Se invece intesa nel primo senso, la sentenza – aggiunge la ricorrente – sarebbe viziata nella motivazione, dal momento che il convincimento sarebbe stato insufficientemente argomentato con rinvio a dati -planimetrici e anagrafici – evidenzianti accessi esterni dell’opificio nettamente separati da quello dell’abitazione, e a uno stralcio di deposizione in verità allusiva della esistenza di un’abitazione (della famiglia (..)) soltanto annessa.

2. – Il motivo è infondato; e tanto induce la Corte a non esaminare l’eccezione preliminare formulata da parte controricorrente sulla rilevanza preclusiva di un supposto giudicato esterno.

3. – L’accertamento in fatto, di cui all’impugnata sentenza, evidenzia in modo chiaro e testuale – con affermazione sul punto non contrastata dall’amministrazione finanziaria – che nella specie ebbe a trattarsi di locali adibiti a uso promiscuo in considerazione della comprovata esistenza di punti comunicanti tra l’opificio e l’abitazione della famiglia (..).

La relativa destinazione invero sussiste – in base alla giurisprudenza di questa Corte – non soltanto nell’ipotesi in cui i medesimi ambienti siano contestualmente utilizzati per la vita familiare e per l’attività professionale, come invece asserito dall’amministrazione medesima; ma ogni qual volta l’agevole possibilità di comunicazione interna consenta il trasferimento dei documenti propri dell’attività commerciale nei locali abitativi.

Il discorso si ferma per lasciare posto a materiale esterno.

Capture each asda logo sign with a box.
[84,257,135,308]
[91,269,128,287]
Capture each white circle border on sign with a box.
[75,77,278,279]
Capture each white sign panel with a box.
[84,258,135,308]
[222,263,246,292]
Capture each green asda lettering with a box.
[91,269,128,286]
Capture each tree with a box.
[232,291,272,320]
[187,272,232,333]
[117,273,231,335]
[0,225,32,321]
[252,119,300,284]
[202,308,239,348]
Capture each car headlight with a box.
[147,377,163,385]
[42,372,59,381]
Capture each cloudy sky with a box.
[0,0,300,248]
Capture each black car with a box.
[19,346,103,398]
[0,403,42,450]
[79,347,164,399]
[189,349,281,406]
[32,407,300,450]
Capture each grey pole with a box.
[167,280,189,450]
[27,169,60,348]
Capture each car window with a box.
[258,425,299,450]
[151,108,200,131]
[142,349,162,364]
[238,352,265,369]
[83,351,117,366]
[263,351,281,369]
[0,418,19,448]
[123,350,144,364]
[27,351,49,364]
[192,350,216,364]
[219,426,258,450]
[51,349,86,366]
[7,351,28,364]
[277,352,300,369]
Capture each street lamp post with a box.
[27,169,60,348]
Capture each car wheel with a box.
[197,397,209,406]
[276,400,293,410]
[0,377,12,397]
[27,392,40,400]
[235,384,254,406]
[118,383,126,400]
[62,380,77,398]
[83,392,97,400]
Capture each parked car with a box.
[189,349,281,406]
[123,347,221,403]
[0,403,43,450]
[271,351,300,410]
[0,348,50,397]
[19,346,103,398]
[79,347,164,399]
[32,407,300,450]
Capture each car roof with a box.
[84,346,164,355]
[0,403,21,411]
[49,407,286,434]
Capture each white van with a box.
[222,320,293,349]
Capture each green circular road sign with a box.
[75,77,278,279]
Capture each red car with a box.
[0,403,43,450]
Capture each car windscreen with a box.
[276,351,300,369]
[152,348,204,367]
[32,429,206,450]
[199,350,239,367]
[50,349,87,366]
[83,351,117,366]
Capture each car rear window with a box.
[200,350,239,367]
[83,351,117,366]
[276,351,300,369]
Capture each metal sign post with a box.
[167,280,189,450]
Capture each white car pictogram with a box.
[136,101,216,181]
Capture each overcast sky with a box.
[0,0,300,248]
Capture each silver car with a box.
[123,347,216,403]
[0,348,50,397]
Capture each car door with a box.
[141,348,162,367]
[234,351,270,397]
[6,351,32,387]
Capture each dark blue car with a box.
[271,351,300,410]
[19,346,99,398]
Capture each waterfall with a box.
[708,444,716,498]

In simile eventualità è comunque necessaria l’autorizzazione all’accesso da parte del procuratore della Repubblica, ai sensi dell’art. 52, 1° co., del d.p.r. n. 633/1972, ancorché non essendo richiesta, all’uopo, la presenza di gravi indizi di violazioni di norme del medesimo d.p.r. secondo quanto invece stabilito dal 2° co. della disposizione de qua allo specifico fine di reperire, in locali diversi da quelli destinati all’attività d’impresa, libri, registri, documenti e scritture.

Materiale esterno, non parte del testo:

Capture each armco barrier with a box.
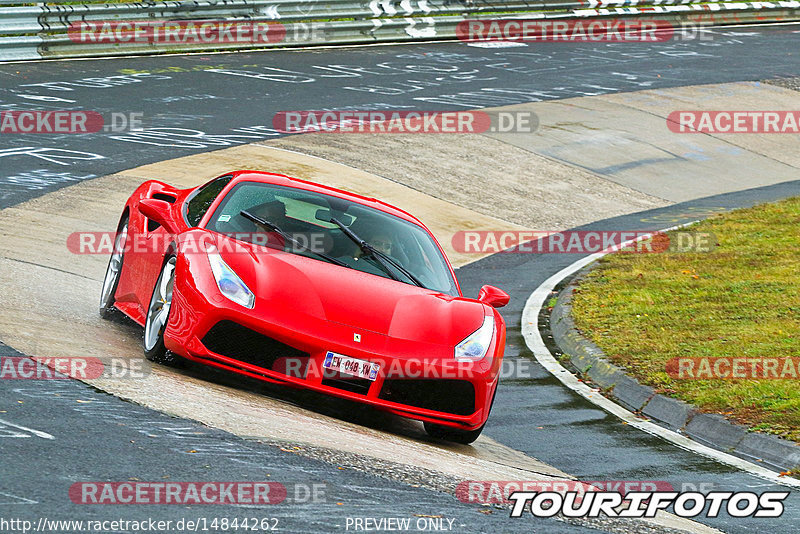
[0,0,800,61]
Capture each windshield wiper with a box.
[239,210,352,269]
[329,217,427,289]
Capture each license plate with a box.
[322,351,381,381]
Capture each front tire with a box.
[423,421,486,445]
[142,256,181,366]
[100,216,128,319]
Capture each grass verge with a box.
[573,197,800,442]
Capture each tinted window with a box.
[206,182,458,295]
[186,176,233,226]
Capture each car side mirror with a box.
[139,198,178,234]
[478,286,510,308]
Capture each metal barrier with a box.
[0,0,800,61]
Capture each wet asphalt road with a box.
[0,27,800,532]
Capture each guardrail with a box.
[0,0,800,61]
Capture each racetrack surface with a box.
[0,27,800,532]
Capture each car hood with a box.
[223,238,491,346]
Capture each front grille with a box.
[202,321,310,378]
[379,379,475,415]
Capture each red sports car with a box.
[100,171,508,443]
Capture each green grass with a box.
[573,197,800,441]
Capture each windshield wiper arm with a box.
[330,217,425,287]
[239,210,352,269]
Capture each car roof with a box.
[225,170,427,230]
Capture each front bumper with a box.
[165,254,504,430]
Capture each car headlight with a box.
[455,316,494,360]
[206,245,256,308]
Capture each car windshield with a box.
[206,182,458,296]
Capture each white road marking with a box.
[0,419,56,439]
[522,221,800,488]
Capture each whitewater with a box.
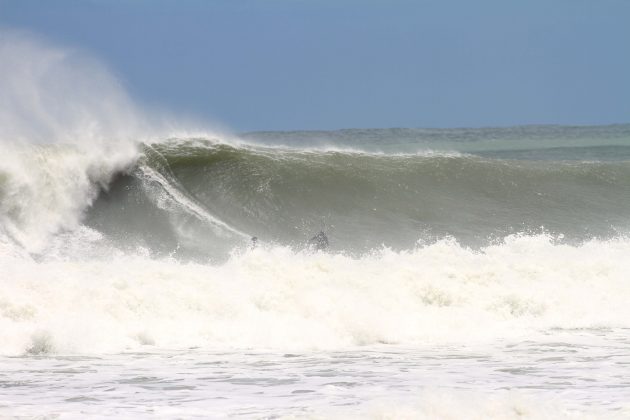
[0,32,630,419]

In tema di accertamento dell’Iva, cioè, l’autorizzazione del procuratore della Repubblica, prescritta dall’art. 52, 1° e 2° co., d.p.r. n. 633/1972 ai fini dell’accesso degli impiegati dell’amministrazione finanziaria (o della guardia di finanza, nell’esercizio dei compiti di collaborazione con gli uffici finanziari a essa demandati) a locali adibiti anche ad abitazione i del contribuente o a locali diversi (cioè adibiti esclusivamente ad abitazione), è sempre necessaria.

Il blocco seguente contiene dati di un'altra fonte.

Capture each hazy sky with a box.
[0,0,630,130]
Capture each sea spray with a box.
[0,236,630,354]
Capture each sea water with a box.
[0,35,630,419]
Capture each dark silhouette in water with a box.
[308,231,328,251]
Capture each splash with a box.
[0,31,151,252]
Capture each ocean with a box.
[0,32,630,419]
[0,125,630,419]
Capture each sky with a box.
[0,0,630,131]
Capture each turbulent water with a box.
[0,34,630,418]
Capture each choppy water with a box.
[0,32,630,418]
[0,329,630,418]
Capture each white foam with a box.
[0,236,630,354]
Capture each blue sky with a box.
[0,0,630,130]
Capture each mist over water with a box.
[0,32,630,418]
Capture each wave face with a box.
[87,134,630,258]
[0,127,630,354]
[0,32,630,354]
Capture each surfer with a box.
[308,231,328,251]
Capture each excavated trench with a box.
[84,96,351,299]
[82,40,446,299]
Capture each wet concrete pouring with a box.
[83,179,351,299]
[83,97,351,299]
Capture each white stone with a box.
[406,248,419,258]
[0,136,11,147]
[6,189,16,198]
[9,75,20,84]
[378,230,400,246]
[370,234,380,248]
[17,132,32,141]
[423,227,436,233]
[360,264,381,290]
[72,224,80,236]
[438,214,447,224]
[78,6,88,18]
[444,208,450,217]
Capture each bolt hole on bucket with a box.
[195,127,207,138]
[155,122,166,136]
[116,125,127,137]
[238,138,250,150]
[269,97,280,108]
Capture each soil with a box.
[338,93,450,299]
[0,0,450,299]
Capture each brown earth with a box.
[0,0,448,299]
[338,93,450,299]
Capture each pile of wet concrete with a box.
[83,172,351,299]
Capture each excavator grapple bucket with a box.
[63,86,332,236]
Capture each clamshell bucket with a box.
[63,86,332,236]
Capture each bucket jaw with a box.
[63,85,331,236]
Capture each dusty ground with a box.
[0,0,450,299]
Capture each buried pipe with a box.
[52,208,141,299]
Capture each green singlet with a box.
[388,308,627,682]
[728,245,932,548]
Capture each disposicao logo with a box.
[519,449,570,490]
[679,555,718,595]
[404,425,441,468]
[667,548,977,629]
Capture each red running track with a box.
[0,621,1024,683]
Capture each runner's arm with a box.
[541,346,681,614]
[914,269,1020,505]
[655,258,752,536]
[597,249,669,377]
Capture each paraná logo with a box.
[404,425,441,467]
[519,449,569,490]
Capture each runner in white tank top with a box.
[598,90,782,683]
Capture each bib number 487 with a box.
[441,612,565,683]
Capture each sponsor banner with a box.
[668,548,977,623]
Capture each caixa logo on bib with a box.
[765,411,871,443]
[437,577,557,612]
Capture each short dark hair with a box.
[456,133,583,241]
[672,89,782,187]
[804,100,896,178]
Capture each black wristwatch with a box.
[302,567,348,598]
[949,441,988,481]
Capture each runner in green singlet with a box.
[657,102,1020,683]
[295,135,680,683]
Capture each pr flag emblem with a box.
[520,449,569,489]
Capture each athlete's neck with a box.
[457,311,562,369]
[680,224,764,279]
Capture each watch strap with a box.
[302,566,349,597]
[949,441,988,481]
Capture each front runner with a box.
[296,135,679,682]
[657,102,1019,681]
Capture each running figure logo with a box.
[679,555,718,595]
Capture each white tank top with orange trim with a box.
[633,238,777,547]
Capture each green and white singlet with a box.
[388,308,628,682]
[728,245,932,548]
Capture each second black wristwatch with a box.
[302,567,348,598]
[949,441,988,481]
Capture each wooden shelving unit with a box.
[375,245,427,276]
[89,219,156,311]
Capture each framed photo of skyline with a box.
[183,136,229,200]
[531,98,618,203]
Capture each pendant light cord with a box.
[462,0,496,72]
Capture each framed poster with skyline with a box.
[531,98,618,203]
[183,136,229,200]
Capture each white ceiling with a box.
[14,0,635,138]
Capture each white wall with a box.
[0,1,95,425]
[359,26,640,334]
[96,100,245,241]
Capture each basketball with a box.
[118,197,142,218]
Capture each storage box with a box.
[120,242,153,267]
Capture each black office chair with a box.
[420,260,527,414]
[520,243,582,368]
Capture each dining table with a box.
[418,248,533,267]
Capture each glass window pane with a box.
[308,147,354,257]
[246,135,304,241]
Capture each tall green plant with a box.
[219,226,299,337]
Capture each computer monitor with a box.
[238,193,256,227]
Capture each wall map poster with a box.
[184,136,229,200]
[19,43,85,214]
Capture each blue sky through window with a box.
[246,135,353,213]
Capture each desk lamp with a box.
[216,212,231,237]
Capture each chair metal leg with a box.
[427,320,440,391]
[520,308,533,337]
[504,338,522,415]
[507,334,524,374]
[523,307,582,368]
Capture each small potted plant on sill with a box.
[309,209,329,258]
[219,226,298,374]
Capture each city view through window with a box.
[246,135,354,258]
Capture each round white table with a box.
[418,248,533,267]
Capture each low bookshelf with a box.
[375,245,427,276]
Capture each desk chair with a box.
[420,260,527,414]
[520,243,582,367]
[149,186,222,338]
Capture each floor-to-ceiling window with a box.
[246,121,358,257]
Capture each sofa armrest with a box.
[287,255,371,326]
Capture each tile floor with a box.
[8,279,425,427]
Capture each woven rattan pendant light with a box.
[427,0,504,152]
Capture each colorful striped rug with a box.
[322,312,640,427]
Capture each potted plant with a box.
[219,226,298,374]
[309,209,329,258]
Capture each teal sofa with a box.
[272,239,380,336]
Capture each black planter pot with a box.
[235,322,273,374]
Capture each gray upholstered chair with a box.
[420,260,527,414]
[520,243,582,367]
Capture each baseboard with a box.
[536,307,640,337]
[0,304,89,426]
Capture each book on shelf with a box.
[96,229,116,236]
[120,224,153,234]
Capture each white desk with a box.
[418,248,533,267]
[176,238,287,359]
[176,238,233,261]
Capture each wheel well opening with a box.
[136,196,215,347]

Essa rimane subordinata alla presenza di gravi indizi di violazioni tributarie soltanto in quest’ultimo caso (id est, appunto, in locali “diversi” in quanto solo abitativi), e non anche quando si tratti di locali a uso promiscuo (cfr. Cass. n. 2444/2007; n. 10664/1998). Ma resta ferma la necessità dell’autorizzazione previa, ancorché non motivata dai ripetuti gravi indizi, laddove si sia in presenza di immobili complessivamente destinati – in ragione della facilità di comunicazione interna – anche a un uso abitativo. In tal caso l’autorizzazione all’accesso da parte dell’A.G., in quanto diretta a tutelare l’inviolabilità del domicilio privato, e quindi, indirettamente , lo spazio di libertà del contribuente, rileva alla stregua di condicio sine qua non per la legittimità dell’atto e delle relative conseguenti acquisizioni (da ultimo, per riferimenti, Cass. n. 6908/2011). Giacché il principio di inutilizzabilità della prova illegittimamente acquisita si applica anche in materia tributaria, in considerazione della garanzia difensiva accordata, in generale, dall’art. 24 Cost. (v. Cass. n. 8181/2007; n. 19689/2004).

IV. – Il ricorso pertanto è respinto. Stimasi equo compensare le spese processuali.

PQM

La Corte rigetta il ricorso. Compensa le spese processuali.

Testo non ufficiale. La sola stampa del bollettino ufficiale ha carattere legale.